1. Portrait de la mère de Jean Paul Sartre (Anne Marie):
"Louise trouvait fastidieux de faire le menu tous les matins et les comptes tous les soirs mais elle supportait mal qu'on les fit à sa place; elle se laissait décharger de ses obigations en s'irritant de perdre ses prérogatives. Cette femme vieillissante et cynique n'avait qu'une illusion; elle se croyait indispensable. L'illusion s'évanouit: Louise se mit à jalouser sa fille. Pauvre Anne Marie: passive, on l'eût accusée d'être une charge; active on la soupçonnait de vouloir régenter la maison. Pour éviter le premier écueil, elle eut besoin de tout son courage, pour éviter le second, de toute son humilité."
(Les mots, page 17)
2. "Lire" (première partie du livre):
"Je n'ai jamais gratté la terre ni quêté les nids, je n'ai pas herborisé ni lancé des pierres aux oiseaux. Mais les livres ont été mes oiseaux et mes nids, mes bêtes domestiques, mon étable et ma campagne; la bibliothèque c'était le monde pris dans un miroir; elle en avait l'épaisseur infinie, la variété , l'imprévisibilité." page 42
"J'avais trouvé ma religion: rien ne me parut plus important qu'un livre.
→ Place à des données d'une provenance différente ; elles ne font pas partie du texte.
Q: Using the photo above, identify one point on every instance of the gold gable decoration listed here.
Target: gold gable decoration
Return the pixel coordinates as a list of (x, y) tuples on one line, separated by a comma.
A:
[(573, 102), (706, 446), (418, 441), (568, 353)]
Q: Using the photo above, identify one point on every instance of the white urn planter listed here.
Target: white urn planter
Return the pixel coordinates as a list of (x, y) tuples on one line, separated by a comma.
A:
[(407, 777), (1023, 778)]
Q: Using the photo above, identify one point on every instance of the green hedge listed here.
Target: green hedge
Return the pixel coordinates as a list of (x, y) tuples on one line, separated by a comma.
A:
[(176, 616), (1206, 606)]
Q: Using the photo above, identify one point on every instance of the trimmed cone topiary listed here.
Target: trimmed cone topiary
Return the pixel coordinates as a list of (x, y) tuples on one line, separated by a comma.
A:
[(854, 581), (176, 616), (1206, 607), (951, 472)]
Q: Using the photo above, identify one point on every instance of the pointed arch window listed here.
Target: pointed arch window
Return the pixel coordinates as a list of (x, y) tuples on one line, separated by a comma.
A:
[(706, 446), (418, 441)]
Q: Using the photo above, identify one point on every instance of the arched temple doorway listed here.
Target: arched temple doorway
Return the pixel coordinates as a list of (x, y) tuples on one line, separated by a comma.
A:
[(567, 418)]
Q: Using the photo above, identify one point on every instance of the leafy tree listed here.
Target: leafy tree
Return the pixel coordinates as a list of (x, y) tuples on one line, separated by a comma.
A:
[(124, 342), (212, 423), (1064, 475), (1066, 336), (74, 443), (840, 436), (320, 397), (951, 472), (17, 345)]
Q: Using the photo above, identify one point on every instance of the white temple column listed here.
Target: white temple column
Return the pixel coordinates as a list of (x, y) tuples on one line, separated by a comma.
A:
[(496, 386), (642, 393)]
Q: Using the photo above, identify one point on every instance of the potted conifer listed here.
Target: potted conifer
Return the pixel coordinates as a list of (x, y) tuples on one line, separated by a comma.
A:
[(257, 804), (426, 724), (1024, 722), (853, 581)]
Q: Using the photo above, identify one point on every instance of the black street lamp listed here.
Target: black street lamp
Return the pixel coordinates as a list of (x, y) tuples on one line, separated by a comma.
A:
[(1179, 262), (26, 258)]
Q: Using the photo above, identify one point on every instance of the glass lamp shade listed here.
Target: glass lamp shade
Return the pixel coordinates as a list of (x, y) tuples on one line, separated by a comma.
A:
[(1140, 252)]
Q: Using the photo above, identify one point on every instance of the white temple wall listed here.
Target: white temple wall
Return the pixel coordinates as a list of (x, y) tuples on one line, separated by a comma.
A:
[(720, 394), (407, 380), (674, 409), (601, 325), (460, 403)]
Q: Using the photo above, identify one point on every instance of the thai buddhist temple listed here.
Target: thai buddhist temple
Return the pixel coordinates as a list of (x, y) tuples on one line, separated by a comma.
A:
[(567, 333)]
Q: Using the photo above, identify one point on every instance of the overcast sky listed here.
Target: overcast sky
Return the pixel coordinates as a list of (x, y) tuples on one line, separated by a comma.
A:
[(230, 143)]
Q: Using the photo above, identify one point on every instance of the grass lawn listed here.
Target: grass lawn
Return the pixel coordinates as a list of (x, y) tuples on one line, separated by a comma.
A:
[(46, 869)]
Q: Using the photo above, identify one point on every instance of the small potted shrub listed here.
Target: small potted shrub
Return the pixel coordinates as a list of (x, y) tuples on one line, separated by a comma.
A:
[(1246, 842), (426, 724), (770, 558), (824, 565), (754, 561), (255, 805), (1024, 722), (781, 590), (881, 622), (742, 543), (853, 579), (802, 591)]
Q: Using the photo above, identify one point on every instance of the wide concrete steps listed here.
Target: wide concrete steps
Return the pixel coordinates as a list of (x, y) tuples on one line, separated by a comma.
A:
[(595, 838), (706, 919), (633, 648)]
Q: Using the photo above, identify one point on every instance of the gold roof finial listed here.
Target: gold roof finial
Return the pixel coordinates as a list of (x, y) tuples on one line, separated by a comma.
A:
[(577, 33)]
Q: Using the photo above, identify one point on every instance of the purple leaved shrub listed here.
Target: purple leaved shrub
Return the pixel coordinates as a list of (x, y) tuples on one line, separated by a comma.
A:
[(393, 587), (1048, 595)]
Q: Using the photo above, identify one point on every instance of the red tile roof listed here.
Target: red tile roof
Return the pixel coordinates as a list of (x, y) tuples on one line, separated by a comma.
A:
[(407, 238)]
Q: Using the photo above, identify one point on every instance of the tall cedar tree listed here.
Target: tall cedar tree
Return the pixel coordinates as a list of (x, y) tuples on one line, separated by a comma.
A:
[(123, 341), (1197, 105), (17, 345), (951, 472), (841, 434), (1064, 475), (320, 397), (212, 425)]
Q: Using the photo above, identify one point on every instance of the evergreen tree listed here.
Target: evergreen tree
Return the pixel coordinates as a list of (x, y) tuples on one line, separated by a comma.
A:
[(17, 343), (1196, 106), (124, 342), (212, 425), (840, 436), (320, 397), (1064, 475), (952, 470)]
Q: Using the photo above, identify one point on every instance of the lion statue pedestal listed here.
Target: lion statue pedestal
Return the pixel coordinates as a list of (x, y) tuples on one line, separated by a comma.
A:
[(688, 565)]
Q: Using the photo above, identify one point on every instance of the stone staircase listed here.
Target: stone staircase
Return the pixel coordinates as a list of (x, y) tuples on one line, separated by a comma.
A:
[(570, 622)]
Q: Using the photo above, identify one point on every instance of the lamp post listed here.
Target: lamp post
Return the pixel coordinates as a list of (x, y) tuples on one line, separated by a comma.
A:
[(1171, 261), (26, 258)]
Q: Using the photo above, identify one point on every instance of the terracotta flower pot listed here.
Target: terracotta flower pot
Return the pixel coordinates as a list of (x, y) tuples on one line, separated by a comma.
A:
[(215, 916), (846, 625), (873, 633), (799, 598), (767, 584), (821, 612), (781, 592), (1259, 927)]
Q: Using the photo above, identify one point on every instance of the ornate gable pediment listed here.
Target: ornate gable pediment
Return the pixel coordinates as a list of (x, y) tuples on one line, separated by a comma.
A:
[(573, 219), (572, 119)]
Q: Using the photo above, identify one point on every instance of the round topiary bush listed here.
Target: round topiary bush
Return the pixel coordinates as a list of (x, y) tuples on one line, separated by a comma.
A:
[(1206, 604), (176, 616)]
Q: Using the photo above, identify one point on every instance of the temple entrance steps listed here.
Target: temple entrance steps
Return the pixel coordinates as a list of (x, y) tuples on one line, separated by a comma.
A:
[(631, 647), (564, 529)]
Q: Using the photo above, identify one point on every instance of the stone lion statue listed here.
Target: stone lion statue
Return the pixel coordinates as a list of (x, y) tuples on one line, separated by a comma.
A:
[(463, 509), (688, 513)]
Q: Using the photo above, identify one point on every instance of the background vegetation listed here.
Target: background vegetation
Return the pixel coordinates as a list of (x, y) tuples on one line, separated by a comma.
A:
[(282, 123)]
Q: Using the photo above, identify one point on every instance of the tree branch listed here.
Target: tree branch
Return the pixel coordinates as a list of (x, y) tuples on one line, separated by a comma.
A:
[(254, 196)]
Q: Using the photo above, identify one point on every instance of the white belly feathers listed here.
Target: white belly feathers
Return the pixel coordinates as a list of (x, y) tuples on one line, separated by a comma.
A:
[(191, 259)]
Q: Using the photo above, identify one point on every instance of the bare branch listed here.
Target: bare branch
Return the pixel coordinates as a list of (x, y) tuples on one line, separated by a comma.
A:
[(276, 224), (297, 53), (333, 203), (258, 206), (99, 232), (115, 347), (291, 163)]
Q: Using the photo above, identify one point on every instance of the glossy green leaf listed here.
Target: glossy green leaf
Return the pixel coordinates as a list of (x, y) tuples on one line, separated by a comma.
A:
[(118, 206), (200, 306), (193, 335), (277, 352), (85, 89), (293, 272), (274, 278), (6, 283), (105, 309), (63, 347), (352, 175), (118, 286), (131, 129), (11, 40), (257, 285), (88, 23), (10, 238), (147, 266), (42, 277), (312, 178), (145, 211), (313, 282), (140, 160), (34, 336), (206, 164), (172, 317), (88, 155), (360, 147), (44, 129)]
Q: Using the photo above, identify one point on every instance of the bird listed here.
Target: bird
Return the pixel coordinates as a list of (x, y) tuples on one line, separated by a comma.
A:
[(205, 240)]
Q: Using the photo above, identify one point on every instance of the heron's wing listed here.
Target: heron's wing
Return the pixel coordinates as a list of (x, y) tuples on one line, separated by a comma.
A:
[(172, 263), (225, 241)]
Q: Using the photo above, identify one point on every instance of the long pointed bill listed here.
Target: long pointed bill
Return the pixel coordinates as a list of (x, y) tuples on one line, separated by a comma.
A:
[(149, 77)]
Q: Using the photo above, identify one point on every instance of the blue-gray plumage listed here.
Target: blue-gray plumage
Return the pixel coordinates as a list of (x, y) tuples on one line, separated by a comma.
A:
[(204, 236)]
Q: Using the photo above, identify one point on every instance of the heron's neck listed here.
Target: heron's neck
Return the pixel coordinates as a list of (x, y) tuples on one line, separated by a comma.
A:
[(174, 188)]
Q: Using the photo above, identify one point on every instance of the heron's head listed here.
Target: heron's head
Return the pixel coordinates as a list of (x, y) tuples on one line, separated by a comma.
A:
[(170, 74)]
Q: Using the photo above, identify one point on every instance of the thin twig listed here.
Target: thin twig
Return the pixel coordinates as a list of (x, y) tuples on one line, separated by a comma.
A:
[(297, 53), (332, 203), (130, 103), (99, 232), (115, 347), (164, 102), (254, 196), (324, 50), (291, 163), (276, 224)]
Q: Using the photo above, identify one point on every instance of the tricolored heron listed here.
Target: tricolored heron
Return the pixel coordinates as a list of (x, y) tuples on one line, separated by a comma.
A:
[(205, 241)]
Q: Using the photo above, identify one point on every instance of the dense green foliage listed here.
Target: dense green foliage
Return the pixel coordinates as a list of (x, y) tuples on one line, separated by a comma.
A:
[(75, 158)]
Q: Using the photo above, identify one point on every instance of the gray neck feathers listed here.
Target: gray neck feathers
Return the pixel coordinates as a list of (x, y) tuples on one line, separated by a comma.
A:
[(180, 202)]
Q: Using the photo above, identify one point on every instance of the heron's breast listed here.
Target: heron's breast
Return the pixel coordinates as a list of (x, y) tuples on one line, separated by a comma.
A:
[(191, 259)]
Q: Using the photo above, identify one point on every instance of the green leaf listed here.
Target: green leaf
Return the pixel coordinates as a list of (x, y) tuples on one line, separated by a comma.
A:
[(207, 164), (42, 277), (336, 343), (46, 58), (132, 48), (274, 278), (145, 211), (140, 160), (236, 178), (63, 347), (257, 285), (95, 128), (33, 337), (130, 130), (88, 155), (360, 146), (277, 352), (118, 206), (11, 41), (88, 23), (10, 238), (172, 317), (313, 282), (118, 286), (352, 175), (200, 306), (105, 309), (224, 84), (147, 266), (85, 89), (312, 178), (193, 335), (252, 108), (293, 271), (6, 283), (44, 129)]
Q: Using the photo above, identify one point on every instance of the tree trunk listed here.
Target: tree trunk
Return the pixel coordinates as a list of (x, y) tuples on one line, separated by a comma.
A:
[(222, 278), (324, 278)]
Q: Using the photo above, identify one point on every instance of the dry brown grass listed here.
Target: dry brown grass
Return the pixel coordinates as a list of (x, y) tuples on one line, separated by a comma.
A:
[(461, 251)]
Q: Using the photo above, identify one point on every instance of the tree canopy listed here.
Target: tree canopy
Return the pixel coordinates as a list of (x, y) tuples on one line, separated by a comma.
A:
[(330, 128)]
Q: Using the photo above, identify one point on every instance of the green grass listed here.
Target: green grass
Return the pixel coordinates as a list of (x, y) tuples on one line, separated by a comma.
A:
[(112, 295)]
La bibliothèque, j'y voyais un temple." page 51
3. Vision sombre de la vie:
"J'écoutais [les adultes], je comprenais, j'approuvais, je trouvais ces propos rassurants et je n'avais pas tort puisqu'ils visaient à rassurer: rien n'est sans remède et, dans le fond, rien ne bouge, les vaines agitations de la surface ne doivent pas nous cacher le calme mortuaire qui est notre lot." page 45
"Plus absurde est la vie, moins supportable est la mort." page 81
4. "Ecrire" (deuxième partie du livre):
"...les gars, quand ils se sentaient bien malheureux; ils se disaient: "quelle chance! un beau vers va naître!". " (il parle des grands auteurs) page 55
"...j'essayais d'arracher les images de ma tête et de les réaliser hors de moi...". page 117
J'aime particulièrement ce passage (page 122) où Sartre raconte qu'il a écrit des atrocités, il découvre que son imagination peut tout, et il prend peur, raye de façon à rendre illisible ce qu'il a écrit, pris, peut-être de la peur qu'ont parfois ceux qui écrivent: que leurs écrits soient prophétiques, ou aient le pouvoir de se réaliser.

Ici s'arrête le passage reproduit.